Within 5 years, the Commission threw the issue into the ‘too hard basket’ and then put it on the back-burner despite its commitment to impose harmonised levels EU-wide, as enshrined in Article 5 of the Directive.”
Frustration with the limits has also prompted supplement manufactures in certain Member States to take legal action against national authorities, he added.
“That’s why companies selling high dose supplements in Sweden and Holland are now challenging their national regulators in the courts."
Quantifiable Risk Benefit Analysis
The current situation also prompted ANHI to develop an alternative approach to micronutrient assessment.
”It’s why we’ve commissioned the Netherlands-based research institute TNO to develop a new model for micronutrient risk/benefit assessment, the fruits of which were published last year in Critical Reviews in Food Science and Nutrition,” said Verkerk.

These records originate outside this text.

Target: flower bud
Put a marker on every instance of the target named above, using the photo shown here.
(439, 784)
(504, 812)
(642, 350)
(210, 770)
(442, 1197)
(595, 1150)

The model considers the risk of high intake, risk of inadequacy, benefits, severity and incidence of adverse effect in an integrated approach, which examines all available data. The initial study examined iron and folate as demo cases.
“We’re hopeful to soon have raised sufficient funds to commission TNO to specifically put some of the nutrients that are subject to legal challenge through the model to help support the cases,” Verkerk added.
Outlining the fundamental philosophy of the work of ANHI, he concluded
“For us, it’s all about protecting the future of natural healthcare and the fundamental freedoms and choices that go with that. Removing people’s ability to use natural substances therapeutically when they’re proven to be among the safest group of substances we consume - safer even than foods - makes no sense, scientifically, legally or ethically.”